Fall Quarter '08: Nostalgia

⊆ 6:35 PM by A. Liebendorfer | , , , , . | ˜ 0 comments »

"I know what you're thinking ... a twelve-by-twelve area isn't that much to work with, but what a lot of students do something called 'lofting;' that's where they make their bed a bunk-bed and put stuff under it.  It's like putting your bed on stilts..."


"And now we're coming into East Green."
"I'm sorry, which one?"
"East."
___________________________________________________

These are two of the several lines I've heard lately spewing from the mouths of tour guides as they take their groups through the safari of college life.

High schoolers shuffle around behind their guide with their parents; their eyes strafe the faces they pass.  Few of them have anything to say.  Every once in a while I'll spot one like me, with his or her college-app-filling, greedy little high school eyes daydreaming how they're going to conquer OU.  I guess you could say it's a change of times, but I don't see many like those.

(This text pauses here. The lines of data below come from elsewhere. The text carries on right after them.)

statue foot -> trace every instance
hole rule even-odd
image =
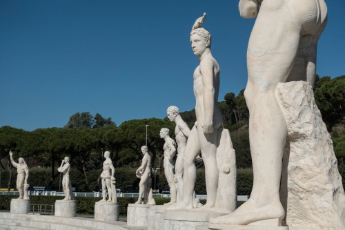
[[[141,200],[137,200],[135,204],[142,204],[143,202],[141,202]]]
[[[211,207],[210,204],[205,204],[205,205],[200,206],[199,207],[196,207],[194,209],[194,211],[217,211],[217,209],[214,207]]]
[[[168,203],[165,203],[165,204],[163,204],[164,205],[173,205],[176,204],[176,202],[175,201],[170,201],[170,202]]]
[[[255,201],[249,199],[233,213],[211,218],[210,222],[215,224],[233,225],[247,225],[253,222],[279,218],[282,220],[285,215],[282,204],[273,202],[265,205],[258,205]]]

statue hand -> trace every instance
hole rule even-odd
[[[213,133],[213,126],[212,124],[204,124],[202,126],[202,130],[204,133]]]

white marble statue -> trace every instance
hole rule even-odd
[[[184,164],[183,200],[176,209],[193,209],[193,195],[197,171],[195,159],[201,152],[205,165],[207,202],[201,209],[212,209],[216,203],[218,168],[216,160],[218,129],[222,115],[217,103],[219,90],[219,66],[212,55],[211,35],[203,28],[206,14],[195,23],[190,32],[193,51],[199,57],[193,74],[197,122],[188,137]]]
[[[102,182],[102,197],[101,201],[117,202],[116,189],[115,189],[115,169],[112,165],[112,162],[110,159],[110,152],[104,152],[104,158],[106,160],[103,162],[103,171],[101,174]],[[106,200],[106,195],[109,196]]]
[[[184,151],[187,145],[187,140],[190,129],[189,129],[187,124],[182,119],[179,115],[179,108],[177,106],[171,106],[166,110],[168,118],[170,122],[174,122],[176,124],[175,128],[175,134],[176,142],[177,144],[177,157],[175,162],[175,176],[177,189],[177,201],[182,200],[184,197]]]
[[[159,136],[161,138],[164,139],[165,141],[163,146],[164,150],[164,174],[169,184],[171,198],[170,202],[165,204],[170,205],[176,203],[177,189],[174,180],[174,157],[176,154],[176,143],[169,136],[169,129],[168,128],[161,128]]]
[[[12,151],[10,151],[10,158],[12,164],[17,168],[17,189],[19,192],[18,199],[28,200],[29,197],[27,192],[28,188],[28,178],[29,177],[29,168],[22,157],[19,157],[18,163],[16,163],[13,160],[13,153]],[[26,191],[26,195],[24,194],[24,191]]]
[[[59,173],[63,173],[62,178],[62,189],[65,193],[65,198],[63,200],[74,200],[73,192],[72,191],[72,183],[70,180],[70,157],[65,157],[62,160],[61,165],[57,168]]]
[[[293,80],[314,84],[317,41],[327,9],[324,0],[241,0],[239,8],[243,17],[257,15],[248,46],[244,91],[254,184],[246,203],[211,222],[246,225],[285,215],[279,184],[287,127],[275,90],[279,82]]]
[[[148,154],[148,146],[141,148],[144,155],[141,165],[137,169],[135,175],[140,178],[139,184],[139,198],[135,204],[155,204],[152,195],[151,188],[151,156]],[[142,197],[144,195],[144,201]]]

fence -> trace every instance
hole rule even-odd
[[[52,195],[52,196],[65,196],[63,192],[58,192],[56,191],[29,191],[30,195]],[[89,198],[100,198],[102,196],[102,193],[94,192],[94,193],[79,193],[74,192],[75,196],[79,197],[89,197]],[[19,192],[15,191],[0,191],[0,195],[19,195]],[[118,198],[138,198],[139,193],[117,193],[117,196]],[[170,194],[161,194],[161,193],[153,193],[153,197],[165,197],[170,198]],[[197,198],[200,200],[206,200],[207,195],[197,195]],[[248,195],[237,195],[238,201],[246,201],[249,199]]]

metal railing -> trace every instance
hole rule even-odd
[[[88,198],[101,198],[102,196],[102,193],[94,192],[94,193],[80,193],[74,192],[74,195],[75,197],[88,197]],[[0,191],[0,195],[19,195],[19,192],[15,191]],[[30,191],[29,195],[52,195],[52,196],[65,196],[63,192],[58,192],[56,191]],[[138,198],[139,193],[117,193],[117,196],[118,198]],[[164,197],[170,198],[170,194],[162,194],[162,193],[153,193],[153,197]],[[201,200],[206,200],[207,195],[197,195],[197,198]],[[249,199],[249,195],[237,195],[238,201],[246,201]]]
[[[54,204],[37,204],[30,205],[30,213],[39,215],[54,215]]]

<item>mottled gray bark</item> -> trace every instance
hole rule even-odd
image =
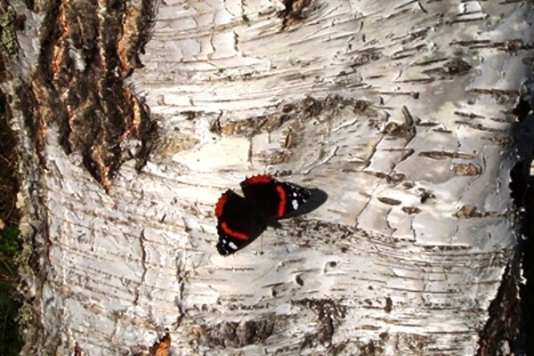
[[[25,354],[506,351],[530,4],[12,4]],[[220,256],[260,172],[328,199]]]

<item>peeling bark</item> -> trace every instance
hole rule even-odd
[[[511,128],[531,4],[12,5],[25,354],[514,343]],[[259,172],[328,199],[220,256],[214,203]]]

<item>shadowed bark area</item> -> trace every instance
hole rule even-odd
[[[154,133],[148,108],[125,77],[141,67],[139,52],[153,17],[150,2],[48,2],[43,9],[38,66],[32,83],[38,117],[59,128],[67,153],[79,152],[88,172],[109,189],[120,164],[142,166]],[[102,11],[105,9],[105,11]],[[44,143],[38,144],[40,150]],[[42,155],[44,156],[44,155]]]
[[[530,4],[13,6],[26,353],[514,347]],[[221,256],[214,203],[262,172],[328,199]]]

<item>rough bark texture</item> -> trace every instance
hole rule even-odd
[[[12,4],[25,354],[509,351],[530,4]],[[264,171],[328,199],[218,255]]]

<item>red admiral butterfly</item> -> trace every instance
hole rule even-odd
[[[221,255],[245,247],[268,225],[295,212],[312,196],[305,188],[267,174],[247,178],[240,185],[245,198],[228,190],[215,206]]]

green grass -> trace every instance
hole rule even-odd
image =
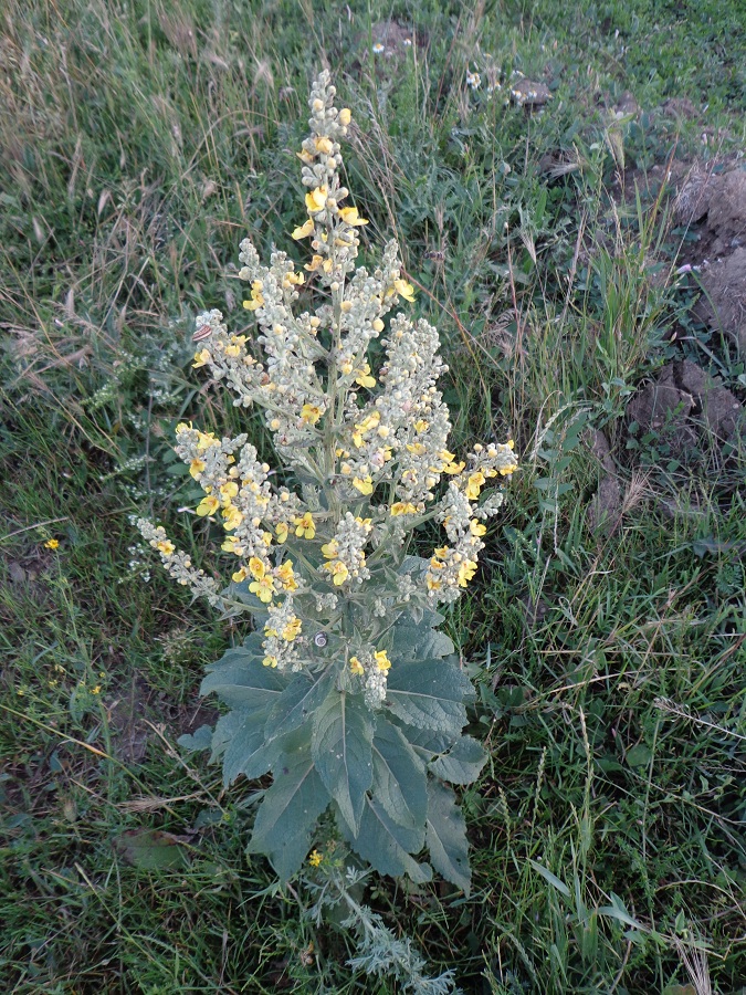
[[[374,60],[387,17],[418,44]],[[736,0],[34,0],[0,32],[3,992],[396,991],[353,976],[344,931],[316,934],[303,881],[281,893],[244,855],[255,786],[223,794],[175,747],[213,721],[202,669],[241,631],[190,606],[132,524],[206,547],[169,440],[182,417],[238,416],[201,392],[190,322],[243,321],[228,266],[246,231],[291,248],[322,62],[364,124],[346,164],[368,245],[400,238],[441,331],[454,446],[509,430],[523,464],[448,622],[490,750],[463,798],[474,893],[386,880],[366,900],[464,992],[705,991],[685,987],[697,952],[713,991],[740,991],[743,460],[705,446],[672,467],[654,439],[628,450],[624,420],[658,364],[704,362],[664,342],[682,318],[744,400],[742,357],[648,269],[683,238],[653,167],[702,155],[703,130],[706,155],[743,148]],[[469,66],[553,101],[471,93]],[[612,121],[624,90],[642,113]],[[601,532],[592,429],[626,489]],[[160,867],[133,866],[141,829],[172,835]]]

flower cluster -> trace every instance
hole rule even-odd
[[[400,301],[414,298],[397,243],[371,271],[356,269],[367,221],[340,179],[351,114],[334,97],[323,73],[298,153],[306,218],[288,234],[311,240],[309,262],[275,250],[263,265],[244,239],[239,277],[255,332],[229,332],[219,311],[197,318],[195,367],[222,381],[235,406],[263,410],[280,464],[271,471],[246,434],[177,427],[176,452],[203,492],[196,514],[221,526],[231,584],[195,569],[162,527],[139,527],[195,595],[229,614],[256,614],[265,666],[323,666],[313,633],[324,645],[324,633],[334,635],[343,647],[340,679],[378,708],[397,666],[388,656],[392,622],[404,606],[434,607],[466,587],[484,523],[503,501],[493,484],[517,464],[512,442],[475,446],[464,460],[449,451],[451,423],[438,389],[448,368],[437,329],[402,313],[387,322]],[[379,337],[376,368],[369,347]],[[407,549],[428,521],[442,525],[445,542],[423,563]]]

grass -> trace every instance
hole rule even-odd
[[[374,59],[389,17],[416,44]],[[302,881],[281,893],[244,856],[251,786],[224,795],[175,747],[213,721],[201,672],[240,632],[132,524],[203,551],[169,440],[185,416],[237,416],[189,367],[190,322],[241,321],[246,230],[290,248],[323,62],[365,125],[347,169],[370,244],[400,238],[441,331],[454,444],[509,429],[524,467],[448,624],[490,748],[463,798],[474,893],[387,880],[366,900],[465,992],[710,991],[692,959],[740,991],[743,462],[628,449],[624,418],[656,365],[710,362],[696,343],[744,400],[743,359],[650,275],[684,238],[669,158],[703,133],[705,155],[743,149],[738,4],[11,0],[0,31],[3,991],[396,991],[350,974],[344,931],[315,933]],[[497,69],[551,102],[488,100]],[[642,113],[611,118],[628,90]],[[682,318],[690,342],[666,342]],[[623,491],[601,531],[597,430]]]

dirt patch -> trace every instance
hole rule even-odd
[[[706,432],[717,443],[734,440],[743,429],[744,410],[717,377],[695,363],[668,363],[627,409],[643,432],[656,432],[674,455],[693,449]]]
[[[592,433],[591,450],[601,467],[598,490],[588,509],[590,527],[596,531],[609,525],[618,517],[622,504],[622,489],[617,476],[617,468],[611,459],[611,449],[603,432],[595,431]]]

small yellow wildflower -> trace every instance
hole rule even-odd
[[[243,515],[234,504],[229,504],[223,509],[223,528],[225,532],[232,532],[243,522]]]
[[[396,515],[416,515],[417,506],[411,501],[396,501],[391,505],[391,514]]]
[[[272,577],[262,577],[261,580],[253,580],[249,585],[249,590],[255,594],[264,605],[269,605],[274,594],[274,580]]]
[[[300,635],[301,626],[302,622],[300,618],[293,618],[287,622],[285,628],[282,630],[282,638],[285,640],[285,642],[292,642],[295,637]]]
[[[404,301],[409,301],[410,304],[414,303],[414,287],[411,283],[407,283],[406,280],[395,280],[393,287]]]
[[[391,669],[391,661],[389,660],[386,650],[379,650],[377,653],[374,653],[374,656],[379,670],[386,672]]]
[[[325,563],[324,569],[327,569],[332,574],[332,583],[335,587],[340,587],[349,577],[347,565],[340,559],[333,559],[330,563]]]
[[[361,494],[372,494],[372,478],[365,476],[363,478],[363,480],[360,480],[359,476],[356,476],[353,480],[353,486],[356,488]]]
[[[300,538],[313,538],[316,535],[316,526],[314,525],[314,516],[311,512],[306,512],[302,517],[294,519],[293,524],[297,526],[295,534]]]
[[[355,377],[355,383],[359,384],[360,387],[375,387],[376,386],[376,377],[370,375],[370,366],[366,363],[361,369],[356,369],[355,373],[357,376]]]
[[[220,507],[220,501],[214,496],[214,494],[208,494],[206,498],[202,498],[200,503],[197,505],[197,514],[200,519],[203,519],[204,515],[214,514]]]
[[[251,284],[251,301],[244,301],[243,306],[246,311],[256,311],[258,307],[262,307],[264,304],[264,297],[262,296],[262,281],[254,280]]]
[[[485,476],[481,470],[472,473],[466,481],[466,488],[464,490],[464,494],[466,495],[466,498],[469,498],[470,501],[474,501],[476,498],[479,498],[480,491],[482,490],[484,483]]]
[[[339,211],[339,217],[347,224],[358,226],[368,223],[365,218],[360,218],[357,212],[357,208],[342,208]]]
[[[323,211],[326,207],[326,197],[328,190],[326,187],[316,187],[315,190],[312,190],[309,193],[306,193],[306,207],[308,208],[309,214],[315,214],[318,211]]]
[[[293,572],[293,561],[286,559],[282,566],[277,567],[277,579],[282,584],[283,590],[297,590],[298,583]]]
[[[298,241],[300,239],[307,238],[314,230],[314,219],[308,218],[305,224],[300,224],[297,228],[293,230],[291,238]]]
[[[301,421],[304,421],[306,425],[316,425],[323,413],[318,405],[304,405],[301,408]]]

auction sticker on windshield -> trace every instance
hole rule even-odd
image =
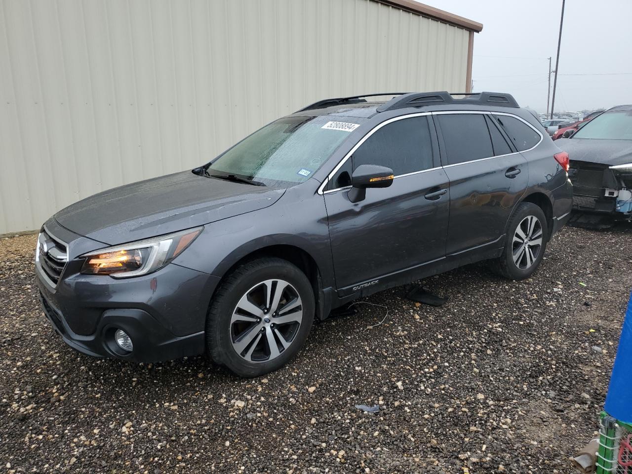
[[[342,130],[343,131],[353,131],[360,126],[357,123],[349,123],[349,122],[327,122],[323,125],[321,128],[327,128],[329,130]]]

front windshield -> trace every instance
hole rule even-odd
[[[332,120],[337,118],[337,120]],[[215,159],[210,176],[234,175],[267,186],[308,179],[367,119],[285,117],[257,130]]]
[[[573,138],[632,140],[632,110],[604,112],[580,128]]]

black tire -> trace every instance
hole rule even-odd
[[[276,279],[289,283],[293,287],[291,290],[296,290],[302,303],[302,320],[298,329],[294,330],[293,339],[287,348],[283,349],[279,339],[276,339],[281,351],[279,355],[270,360],[250,362],[238,354],[233,347],[233,325],[231,324],[233,312],[242,297],[246,293],[250,294],[248,292],[253,288],[265,281]],[[240,377],[258,377],[276,370],[293,359],[305,345],[313,322],[315,307],[312,285],[305,274],[295,265],[274,257],[264,257],[245,263],[233,270],[222,281],[211,301],[206,320],[207,353],[214,362],[226,367]],[[270,319],[265,316],[262,317],[265,320]],[[272,320],[274,320],[274,317]],[[252,324],[257,329],[257,324],[264,323],[245,324]],[[272,325],[274,327],[274,324]],[[262,334],[267,335],[265,328],[259,329]],[[248,332],[250,331],[245,331]],[[269,349],[267,339],[261,343],[267,344]],[[249,347],[255,344],[250,344]]]
[[[520,243],[516,242],[514,244],[514,236],[516,235],[516,231],[518,226],[522,224],[524,228],[525,219],[529,217],[535,217],[538,220],[539,226],[542,229],[542,244],[540,246],[537,256],[532,260],[530,265],[526,268],[521,268],[520,265],[516,264],[514,261],[514,252],[520,253],[521,246]],[[536,224],[537,226],[537,224]],[[534,233],[535,234],[535,233]],[[490,267],[496,273],[511,280],[523,280],[530,277],[537,269],[542,262],[544,252],[546,251],[547,242],[549,236],[549,226],[547,223],[546,216],[542,210],[535,204],[531,202],[523,202],[520,204],[514,211],[507,226],[507,237],[505,241],[505,248],[498,258],[490,262]],[[516,246],[514,248],[514,245]],[[533,252],[533,251],[532,251]],[[528,258],[532,256],[532,253],[528,255]],[[525,255],[522,259],[519,260],[520,264],[526,265],[527,256]]]

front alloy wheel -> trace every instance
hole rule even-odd
[[[295,265],[273,257],[246,262],[222,279],[211,299],[207,351],[238,375],[262,375],[298,353],[315,312],[313,288]]]
[[[248,290],[233,312],[233,348],[248,362],[269,362],[289,347],[302,320],[296,288],[284,280],[265,280]]]
[[[542,224],[535,216],[527,216],[516,228],[512,244],[514,264],[526,270],[535,263],[542,248]]]

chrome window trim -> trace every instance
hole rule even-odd
[[[420,171],[413,171],[412,173],[406,173],[405,174],[398,174],[398,176],[395,176],[393,179],[396,179],[398,178],[402,178],[403,176],[411,176],[412,174],[418,174],[420,173],[425,173],[426,171],[434,171],[435,169],[439,169],[439,168],[449,168],[449,167],[452,167],[453,166],[458,166],[459,165],[461,165],[461,164],[468,164],[470,163],[475,163],[475,162],[476,162],[477,161],[484,161],[485,160],[491,159],[492,158],[502,158],[502,157],[505,157],[505,156],[511,156],[512,155],[518,155],[520,153],[523,153],[523,152],[530,152],[532,150],[534,149],[538,145],[540,145],[542,142],[542,140],[544,140],[544,136],[540,132],[540,131],[537,128],[536,128],[535,127],[534,127],[533,125],[532,125],[530,123],[529,123],[528,121],[526,121],[526,120],[525,120],[525,119],[522,118],[521,117],[519,117],[519,116],[518,116],[517,115],[516,115],[514,114],[511,114],[511,113],[509,113],[509,112],[492,112],[492,111],[473,111],[473,110],[464,110],[464,111],[437,111],[436,112],[416,112],[416,113],[414,113],[414,114],[407,114],[406,115],[401,115],[401,116],[399,116],[398,117],[393,117],[392,118],[389,119],[388,120],[385,120],[384,122],[382,122],[381,123],[378,124],[374,128],[371,129],[367,133],[367,135],[365,135],[364,137],[363,137],[360,139],[360,140],[359,142],[358,142],[358,143],[356,143],[353,146],[353,148],[352,148],[349,151],[349,152],[347,153],[347,154],[346,154],[344,155],[344,157],[343,158],[343,159],[341,159],[338,162],[338,164],[336,166],[336,167],[331,171],[331,173],[330,173],[327,175],[327,176],[325,179],[325,180],[322,182],[322,183],[320,185],[320,186],[319,186],[318,193],[320,194],[320,195],[327,194],[329,193],[333,193],[333,192],[336,191],[340,191],[341,190],[350,189],[351,188],[351,186],[343,186],[342,188],[336,188],[336,189],[329,190],[328,191],[324,191],[324,190],[325,189],[325,187],[329,183],[329,179],[333,178],[334,175],[336,174],[336,173],[337,173],[338,170],[340,169],[340,168],[342,167],[342,166],[343,164],[344,164],[345,162],[346,162],[346,161],[348,159],[349,159],[349,157],[351,155],[353,154],[354,152],[355,152],[355,150],[357,150],[360,147],[360,145],[362,145],[362,143],[363,143],[365,142],[365,141],[367,138],[368,138],[369,137],[370,137],[375,131],[377,131],[377,130],[379,130],[380,128],[381,128],[382,127],[383,127],[384,125],[386,125],[387,124],[389,124],[389,123],[392,123],[392,122],[397,121],[398,120],[401,120],[401,119],[405,119],[405,118],[410,118],[411,117],[421,117],[421,116],[427,116],[427,115],[457,115],[457,114],[480,114],[480,115],[505,115],[505,116],[509,116],[509,117],[513,117],[514,118],[516,118],[518,120],[520,120],[520,121],[521,121],[523,123],[525,123],[525,125],[526,125],[533,131],[535,131],[536,133],[537,133],[538,135],[540,135],[540,140],[538,142],[538,143],[537,143],[535,145],[534,145],[531,148],[528,148],[528,149],[526,149],[526,150],[523,150],[521,151],[513,152],[513,153],[506,153],[506,154],[505,154],[504,155],[494,155],[493,156],[488,156],[488,157],[487,157],[485,158],[477,158],[475,160],[470,160],[470,161],[463,161],[463,162],[462,162],[461,163],[454,163],[454,164],[446,164],[446,165],[445,165],[444,166],[437,166],[437,167],[434,167],[434,168],[429,168],[428,169],[422,169]]]
[[[436,167],[435,167],[434,168],[428,168],[428,169],[422,169],[420,171],[413,171],[412,173],[404,173],[404,174],[398,174],[396,176],[393,176],[393,179],[396,179],[398,178],[404,178],[405,176],[412,176],[413,174],[421,174],[422,173],[427,173],[428,171],[434,171],[436,169],[441,169],[442,167],[443,167],[442,166],[436,166]],[[329,178],[327,178],[327,179],[329,179]],[[325,185],[327,184],[326,181],[325,181]],[[351,189],[351,186],[343,186],[342,188],[336,188],[336,189],[331,189],[331,190],[329,190],[328,191],[323,191],[322,193],[323,194],[329,194],[329,193],[333,193],[333,192],[334,192],[336,191],[340,191],[341,190]]]

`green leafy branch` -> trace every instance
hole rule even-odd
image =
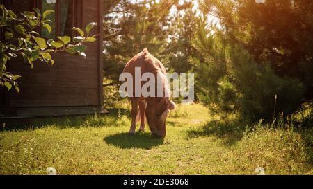
[[[47,10],[42,14],[35,8],[34,12],[25,11],[18,17],[13,11],[8,10],[3,5],[0,5],[0,30],[4,34],[4,41],[0,41],[0,86],[8,90],[13,86],[19,93],[17,80],[21,75],[14,75],[7,71],[7,64],[11,59],[18,55],[22,56],[24,62],[33,67],[33,62],[38,60],[46,63],[54,64],[51,53],[65,51],[69,54],[79,55],[86,57],[86,42],[94,42],[98,35],[90,35],[93,28],[97,23],[90,23],[85,31],[74,27],[79,36],[71,38],[69,36],[58,36],[56,39],[46,39],[40,37],[36,28],[42,27],[50,33],[52,30],[49,23],[51,21],[46,19],[54,13],[54,10]]]

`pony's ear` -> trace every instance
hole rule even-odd
[[[173,110],[175,109],[176,105],[174,102],[168,99],[167,107],[169,110]]]

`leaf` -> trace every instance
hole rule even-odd
[[[17,18],[17,15],[15,15],[15,13],[13,12],[13,11],[9,10],[8,10],[8,14],[13,18]]]
[[[18,78],[21,78],[22,76],[21,75],[14,75],[14,77],[13,77],[13,80],[17,80]]]
[[[12,88],[12,84],[8,82],[4,82],[4,86],[6,86],[6,88],[8,88],[8,91],[11,89],[11,88]]]
[[[74,49],[74,48],[67,48],[65,50],[65,52],[69,54],[75,54],[76,53],[76,51],[75,51],[75,49]]]
[[[39,10],[39,8],[35,8],[33,10],[35,10],[35,12],[36,12],[38,17],[41,16],[40,10]]]
[[[89,35],[89,32],[90,31],[90,30],[93,28],[93,27],[95,27],[95,26],[97,26],[97,23],[95,23],[95,22],[91,22],[91,23],[89,23],[88,25],[87,25],[87,26],[86,26],[86,31],[87,32],[87,35]]]
[[[31,31],[31,32],[29,32],[29,34],[35,34],[36,35],[39,35],[39,33],[38,32],[35,32],[35,31]]]
[[[54,12],[54,10],[48,10],[45,11],[44,13],[42,14],[42,19],[44,19],[47,16],[53,12]]]
[[[15,53],[8,53],[8,54],[12,57],[14,57],[14,58],[17,57],[17,55]]]
[[[51,55],[49,53],[40,53],[40,55],[42,57],[42,58],[45,60],[45,61],[48,63],[49,61],[51,60]]]
[[[95,41],[97,41],[97,39],[93,37],[89,37],[86,38],[84,41],[86,42],[95,42]]]
[[[84,58],[86,58],[86,57],[85,53],[83,53],[83,52],[79,53],[79,55],[80,55],[81,56],[83,56]]]
[[[38,58],[39,52],[38,51],[32,51],[31,53],[31,58],[32,60],[35,60]]]
[[[36,37],[33,37],[33,39],[35,40],[35,42],[39,46],[39,47],[40,48],[42,49],[42,48],[47,48],[46,40],[45,40],[44,38]]]
[[[81,37],[83,37],[85,35],[83,31],[79,28],[74,27],[73,30],[77,30]]]
[[[43,24],[42,26],[48,30],[48,32],[50,33],[52,30],[52,28],[48,24]]]
[[[64,44],[67,44],[71,42],[71,37],[65,35],[62,37],[60,37],[60,40],[61,40]]]
[[[81,44],[79,46],[75,46],[73,47],[74,50],[75,51],[79,51],[79,53],[85,52],[85,51],[87,49],[87,46],[86,45]]]
[[[81,42],[83,40],[83,37],[81,37],[80,36],[73,37],[73,42],[75,43]]]
[[[63,44],[62,42],[55,41],[51,42],[51,45],[56,48],[61,48],[62,46],[63,46]]]
[[[38,25],[38,24],[39,24],[39,21],[38,20],[32,20],[32,19],[31,19],[29,21],[29,24],[31,24],[31,26],[32,27],[36,26],[37,25]]]
[[[31,61],[31,59],[29,57],[27,57],[27,60],[29,60],[29,64],[31,64],[31,68],[33,69],[33,61]]]
[[[4,37],[6,37],[6,40],[10,39],[12,37],[13,37],[13,33],[8,31],[6,31],[4,32]]]
[[[13,82],[13,85],[14,85],[14,88],[15,88],[16,91],[19,93],[19,85],[17,84],[17,83],[16,82]]]
[[[25,28],[23,27],[23,26],[19,24],[19,25],[15,26],[14,26],[14,28],[15,29],[15,30],[16,30],[18,33],[22,34],[22,35],[25,34],[26,30],[25,30]]]

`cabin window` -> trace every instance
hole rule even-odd
[[[48,10],[54,10],[54,13],[49,15],[47,18],[52,23],[50,26],[52,30],[49,33],[48,30],[41,28],[41,34],[44,37],[56,38],[56,36],[68,35],[72,37],[73,31],[72,28],[77,23],[78,16],[81,13],[82,6],[80,5],[82,1],[77,0],[39,0],[38,6],[44,12]],[[75,15],[74,14],[75,12]],[[74,23],[75,21],[75,23]],[[75,24],[75,25],[74,25]]]

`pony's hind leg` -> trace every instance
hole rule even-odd
[[[141,127],[139,131],[145,132],[145,108],[147,103],[145,98],[141,98],[139,100],[139,116],[141,118]]]
[[[131,98],[131,125],[129,129],[129,134],[135,134],[136,130],[136,123],[138,120],[137,114],[138,114],[138,107],[139,105],[139,98]]]

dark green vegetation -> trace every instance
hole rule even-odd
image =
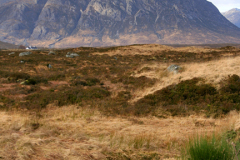
[[[202,79],[194,78],[147,95],[135,104],[128,102],[136,90],[153,86],[157,81],[145,76],[134,77],[133,73],[139,66],[152,62],[204,62],[219,59],[230,50],[233,56],[238,56],[239,52],[231,47],[209,53],[156,51],[152,55],[93,54],[115,50],[125,51],[126,47],[56,50],[56,55],[48,55],[48,50],[35,50],[25,57],[18,56],[20,51],[10,56],[8,53],[11,51],[1,51],[1,85],[13,84],[8,90],[0,90],[1,108],[39,110],[54,103],[58,106],[77,104],[79,107],[96,107],[107,115],[162,116],[157,112],[161,108],[171,115],[185,116],[205,110],[207,116],[216,117],[240,109],[237,75],[222,80],[220,90],[205,84]],[[128,50],[131,51],[131,48]],[[79,57],[66,58],[67,52],[76,52]],[[47,68],[48,64],[53,68]],[[138,72],[148,70],[145,68]],[[59,81],[64,83],[58,84]],[[22,96],[19,98],[16,95]]]

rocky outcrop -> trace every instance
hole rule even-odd
[[[233,24],[240,28],[240,9],[234,8],[227,12],[224,12],[223,15]]]
[[[51,47],[240,43],[207,0],[19,0],[0,5],[0,40]]]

A close friend of mine and I were reminiscing about junior year.  That was my favorite in high school and hers too.  As ages go though, I've heard a line about growing up that says "17 is a test."  This underrates 18 by far, I think.  Senior year, prom, graduation, being a "leader," responsibility.  That was all before the summer; then came work, college planning, shopping.  Then comes "Kristallnacht," that night every soon-t0-be Bobcat has when they good-bye to their best friends as they wait another two weeks for school to start.

Do we need to get into adjusting to the college?

Wait --change of times?

It was a year ago that I was learning about lofting.  A year ago I never thought I'd have my greens down, much less know what a green actually was.

I feel like polling visiting students to see if they're in the same kind of awe that I was in just a year ago.  (Just a year?  Did I really look that lost a year ago?)  What did they want out of college?  Where else are they looking?  How the hell is high school?

Having gotten this off my chest has put me in that same feeling that I get when I linger around to watch the tour groups leave.  I sigh, shrug my shoulders, think about my truncated high school years, and write it off as just feeling old.